The no-hitter is one of those special father-son days that neither will forget. Michael Hirschbeck passed away in 2014 from ALD, the second son that John lost to the disease.
After the game Hirschbeck asks the umpires’ clubhouse guy to get Halladay to autograph a picture from the game. Halladay does it willingly.
Halladay, who died in a plane crash in 2018, makes Hirschbeck’s job easy. “He threw strikes,” Hirschbeck said. “I was a pitcher’s umpire. I could call a ball, a strike. Never call a strike, a ball. I was consistent. I had the same strike zone all the time.”

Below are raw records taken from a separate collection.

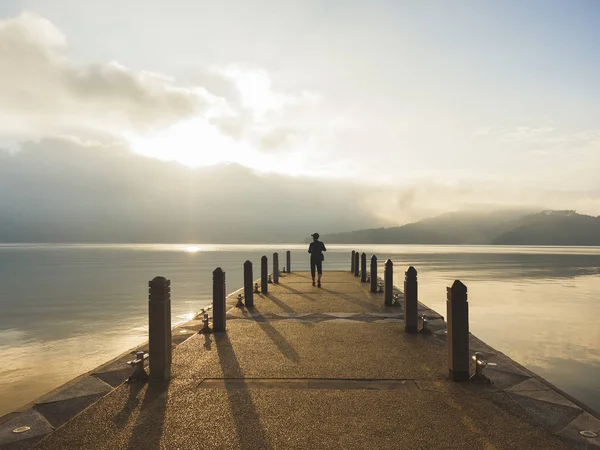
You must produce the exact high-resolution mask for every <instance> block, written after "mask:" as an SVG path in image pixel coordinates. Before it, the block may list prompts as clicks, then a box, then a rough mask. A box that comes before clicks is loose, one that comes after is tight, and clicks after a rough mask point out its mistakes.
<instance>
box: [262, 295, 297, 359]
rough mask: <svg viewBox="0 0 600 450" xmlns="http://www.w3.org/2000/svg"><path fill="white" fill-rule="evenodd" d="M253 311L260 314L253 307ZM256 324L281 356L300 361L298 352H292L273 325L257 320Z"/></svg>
mask: <svg viewBox="0 0 600 450" xmlns="http://www.w3.org/2000/svg"><path fill="white" fill-rule="evenodd" d="M254 311H257V312H260V311H259V310H258V308H256V307H254ZM256 323H258V326H259V327H260V328H261V329H262V330H263V331H264V332H265V334H266V335H267V336H269V338H270V339H271V340H272V341H273V343H274V344H275V345H276V346H277V348H278V349H279V351H280V352H281V353H282V354H283V356H285V357H286V358H287V359H289V360H290V361H294V362H298V361H300V355H299V354H298V352H297V351H296V350H294V347H292V346H291V345H290V344H289V342H288V341H286V340H285V338H284V337H283V336H282V335H281V333H280V332H279V331H277V330H276V329H275V328H274V327H273V325H271V324H270V323H269V322H268V321H266V320H257V321H256Z"/></svg>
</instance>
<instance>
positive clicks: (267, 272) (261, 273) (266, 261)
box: [260, 255, 269, 295]
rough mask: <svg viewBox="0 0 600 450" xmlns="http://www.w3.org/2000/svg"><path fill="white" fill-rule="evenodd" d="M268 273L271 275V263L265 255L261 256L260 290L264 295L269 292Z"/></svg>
mask: <svg viewBox="0 0 600 450" xmlns="http://www.w3.org/2000/svg"><path fill="white" fill-rule="evenodd" d="M268 275H269V265H268V262H267V257H266V256H264V255H263V257H262V258H260V292H261V293H262V294H264V295H267V293H268V291H269V288H268V286H269V280H268Z"/></svg>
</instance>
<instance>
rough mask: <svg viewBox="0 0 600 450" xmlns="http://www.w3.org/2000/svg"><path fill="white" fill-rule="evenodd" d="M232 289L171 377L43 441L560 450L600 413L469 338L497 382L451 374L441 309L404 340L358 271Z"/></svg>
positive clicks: (95, 410) (74, 419)
mask: <svg viewBox="0 0 600 450" xmlns="http://www.w3.org/2000/svg"><path fill="white" fill-rule="evenodd" d="M235 295H236V294H232V295H231V296H230V297H229V298H228V305H230V306H232V308H231V309H230V310H229V312H228V316H227V333H217V334H207V335H203V334H194V335H192V337H190V338H189V339H187V340H186V341H185V342H183V343H182V344H180V345H179V346H178V347H176V349H175V350H174V353H173V366H172V379H171V381H170V383H168V384H128V383H125V384H122V385H121V386H119V387H118V388H116V389H114V390H113V391H112V392H110V393H109V394H108V395H106V396H105V397H103V398H102V399H100V400H99V401H98V402H96V403H95V404H93V405H92V406H91V407H89V408H88V409H86V410H85V411H83V412H82V413H81V414H79V415H78V416H76V417H75V418H73V419H72V420H70V421H69V422H67V423H66V424H65V425H63V426H62V427H60V428H58V429H57V430H55V431H53V432H52V433H50V434H49V435H48V436H46V437H45V438H44V439H43V440H41V441H40V442H39V443H38V444H37V446H36V448H39V449H59V448H60V449H70V448H85V449H118V448H123V449H125V448H132V449H133V448H143V449H153V448H164V449H178V448H179V449H188V448H189V449H202V448H207V449H221V448H223V449H225V448H227V449H266V448H271V449H292V448H297V449H321V448H323V449H325V448H327V449H330V448H331V449H334V448H353V449H356V448H365V449H367V448H368V449H373V448H378V449H379V448H390V449H438V448H439V449H465V448H470V449H478V448H481V449H524V448H527V449H538V448H539V449H564V448H572V446H573V447H575V448H578V446H579V444H580V443H581V442H583V441H582V440H581V437H580V436H579V435H578V430H579V429H581V427H582V426H584V427H585V423H592V422H593V421H594V420H596V419H594V418H593V417H592V416H591V415H589V414H588V413H586V412H584V411H583V410H582V409H580V408H579V407H578V406H576V405H575V404H573V403H571V402H570V401H569V400H567V399H565V398H564V397H562V396H561V395H560V394H558V393H557V392H555V391H554V390H552V389H551V387H549V386H547V385H546V384H544V383H543V382H542V381H540V380H538V379H536V378H535V377H532V374H531V373H528V372H527V371H525V370H524V369H523V368H521V367H519V366H518V365H516V364H514V363H513V362H512V361H511V360H510V359H509V358H507V357H506V356H504V355H502V354H500V353H498V352H496V351H495V350H493V349H491V348H489V347H487V346H486V345H485V344H483V343H482V342H480V341H478V340H477V339H475V338H474V337H473V338H472V342H471V349H472V351H475V350H479V351H482V352H483V353H484V355H485V356H486V358H487V359H488V360H489V361H494V362H496V363H497V364H498V366H496V367H495V368H494V369H491V368H490V369H488V370H487V371H486V374H488V375H489V376H490V378H491V379H492V380H493V381H494V383H493V384H477V383H472V382H466V383H452V382H450V381H449V380H448V363H447V352H446V344H445V337H444V334H443V331H441V330H443V328H444V323H443V321H442V320H441V317H440V316H439V315H437V314H436V313H434V312H433V311H429V310H426V308H425V307H424V306H423V305H420V306H421V308H422V309H423V311H425V312H426V313H427V314H428V315H429V317H430V319H433V320H431V322H430V326H431V328H432V329H433V330H434V333H433V334H418V335H410V334H406V333H404V325H403V320H402V317H403V312H402V308H400V307H398V306H394V307H385V306H384V305H383V294H375V293H370V292H369V286H368V284H366V283H360V281H359V279H357V278H356V277H354V276H352V275H351V274H350V273H347V272H325V274H324V277H323V288H321V289H319V288H317V287H313V286H312V285H311V283H310V276H309V275H308V274H307V273H302V272H299V273H294V274H287V275H286V276H282V277H281V278H280V284H279V285H274V284H269V294H268V295H267V296H263V295H255V307H254V308H252V309H251V310H247V309H239V308H235V307H233V305H234V304H235ZM436 318H437V320H436ZM436 330H438V331H440V332H438V333H435V331H436ZM588 416H589V417H588ZM586 421H587V422H586ZM590 421H592V422H590ZM582 424H583V425H582ZM595 441H596V439H593V440H589V442H586V444H589V447H588V448H595V447H594V445H595V444H597V442H595ZM581 448H585V447H583V446H581Z"/></svg>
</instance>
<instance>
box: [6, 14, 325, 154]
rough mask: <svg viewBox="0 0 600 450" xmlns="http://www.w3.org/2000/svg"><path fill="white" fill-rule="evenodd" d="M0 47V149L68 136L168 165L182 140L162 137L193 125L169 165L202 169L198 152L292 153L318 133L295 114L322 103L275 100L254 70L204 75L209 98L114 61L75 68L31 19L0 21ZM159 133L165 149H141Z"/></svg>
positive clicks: (240, 65) (254, 67)
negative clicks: (149, 158) (183, 143)
mask: <svg viewBox="0 0 600 450" xmlns="http://www.w3.org/2000/svg"><path fill="white" fill-rule="evenodd" d="M0 42H1V43H2V45H0V61H2V64H0V80H1V81H2V82H1V83H0V105H1V106H0V144H2V146H8V147H10V146H11V145H10V143H12V144H14V143H18V142H21V141H24V140H28V139H41V138H44V137H51V136H60V135H70V136H78V137H79V138H81V139H90V138H92V139H96V140H109V141H112V140H115V139H121V140H123V141H125V142H129V143H130V144H132V145H133V144H135V145H133V146H134V147H135V149H136V151H139V152H141V153H144V154H148V155H152V156H159V157H161V158H162V159H169V150H170V149H172V148H173V147H174V146H179V145H180V144H181V136H180V135H175V136H173V139H170V137H169V136H168V133H169V131H170V130H175V132H176V133H179V131H180V130H181V127H182V126H181V125H182V124H186V123H193V124H194V125H195V126H194V127H191V126H188V127H187V128H188V129H187V131H186V133H187V134H186V136H185V141H186V145H187V147H188V150H187V153H186V154H183V155H182V154H181V152H179V153H177V154H175V157H176V158H179V160H180V161H183V162H184V163H190V162H192V163H193V162H194V161H197V162H198V163H199V164H201V163H202V162H203V161H204V160H205V159H206V158H203V157H201V156H202V155H201V154H202V153H203V152H208V151H210V152H213V154H215V155H217V156H218V155H219V151H218V149H220V148H231V147H232V146H233V147H237V150H236V152H237V153H241V152H244V151H246V150H247V149H248V148H251V149H253V150H256V151H259V152H260V151H266V152H273V151H288V150H293V149H294V148H297V147H298V146H300V145H301V144H302V143H304V142H306V141H307V140H308V139H312V138H313V137H314V133H315V130H316V129H317V127H316V125H317V124H318V122H316V121H315V122H313V123H307V121H306V119H303V116H302V114H304V112H303V108H309V109H310V108H312V107H314V106H315V105H317V104H318V102H319V97H318V96H317V95H316V94H311V93H308V92H301V93H299V94H291V93H284V92H281V91H275V90H274V88H273V81H272V79H271V77H270V76H269V74H268V73H267V72H266V71H265V70H263V69H261V68H258V67H255V66H248V65H245V66H242V65H228V66H225V67H223V68H214V67H212V68H207V69H205V70H204V74H205V76H204V77H203V78H204V80H205V81H207V86H208V87H210V88H214V90H215V92H212V91H211V90H209V89H208V88H207V87H204V86H202V85H198V84H190V83H188V84H183V83H181V82H178V81H177V80H175V79H174V78H172V77H168V76H166V75H164V74H160V73H154V72H149V71H143V70H138V71H136V70H132V69H130V68H128V67H126V66H124V65H123V64H120V63H118V62H116V61H111V62H106V63H93V64H76V63H75V62H74V61H72V60H71V59H70V58H69V55H68V50H69V49H68V41H67V38H66V36H65V35H64V34H62V33H61V31H60V30H59V29H58V28H56V27H55V26H54V25H53V24H52V23H51V22H50V21H48V20H47V19H45V18H43V17H41V16H39V15H37V14H35V13H32V12H24V13H22V14H21V15H19V16H17V17H13V18H8V19H4V20H0ZM304 117H309V114H305V115H304ZM292 124H295V125H294V127H293V130H292ZM196 125H198V126H196ZM183 126H185V125H183ZM157 134H158V135H160V136H161V139H162V140H161V143H162V144H163V147H162V148H160V149H158V148H157V146H156V145H150V146H149V147H144V146H141V145H139V144H140V143H147V142H151V141H152V139H154V137H155V136H156V135H157ZM232 141H233V142H232ZM157 152H158V153H160V155H159V154H156V153H157ZM221 153H223V152H221ZM225 153H226V152H225ZM234 153H235V152H234ZM217 162H219V159H218V158H217Z"/></svg>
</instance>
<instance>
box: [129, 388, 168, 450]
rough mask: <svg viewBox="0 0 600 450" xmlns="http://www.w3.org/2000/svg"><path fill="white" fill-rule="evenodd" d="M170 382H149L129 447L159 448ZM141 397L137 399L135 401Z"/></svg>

It was the only time Hirschbeck worked home plate for a no-hitter. He was at first base when the Yankees’ David Wells threw a perfect game against Minnesota in 1998 and on the field for two of Nolan Ryan’s no-hitters.
Hirschbeck was also behind the plate when Barry Bonds hit his 756th career home run, surpassing Henry Aaron. He retired after working the 2016 World Series between the Chicago Cubs and Cleveland Indians, his third World Series and his 34th year in Major League Baseball.
“I was fortunate,” he says. “It’s fun when you look back.”